KH: For the inexperienced, what does lobbying entail?

KC: We visited the offices of our members of Congress (who have farmers in their district) and encouraged them to support the interests of American farmers. We explained the challenges our farmers face in the marketplace, and gave information about the value of buying locally grown flowers and the opportunities the domestic flower industry presents for the U.S. economy.

Establishing personal relationships is critical, like it is in business. People are more prone to listen if they feel like they know you, and that’s what you need to educate and build awareness.

We left offices with cut flowers from many farms so they could see the breadth and depth of what we grow. They also received profiles of the individual farms and statistics about the economic impact our farms have.

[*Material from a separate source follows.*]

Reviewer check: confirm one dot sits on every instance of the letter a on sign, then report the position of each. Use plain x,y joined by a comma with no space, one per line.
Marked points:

In part, we wanted them to have background, but it was also important that they have something to remember us by.

KH: And then you turned right back around for the Society of American Florists’ Congressional Action Days, right? Why was it worth visiting Capitol Hill again?

KC: There was a little more than week in between. SAF’s Congressional Action Days represent the industry’s broader agenda, which we support. Some of the things they bring to the Hill during CAD, like immigration reform, are issues that we [California farmers] can really weigh in on, and help bring to life for our industry colleagues when they meet with their own representatives. CAD’s a collaborative effort and I think it’s important to contribute.

There’s no doubt that getting things done in D.C. involves a long game strategy. It takes time to build relationships and create understanding. You can’t expect to move mountains in one trip. You chip away a little at a time, building opportunities slowly. Relationships really are key. Even when you’re home, lobbying should continue. We always invite representatives and their staffs to tour flower farms when they’re back in California. Seeing the actual facilities and the people who grow their flowers makes them all the more appreciative of what goes into being an American flower farmer.

Plus, it gave me another opportunity to pull out my winter coat!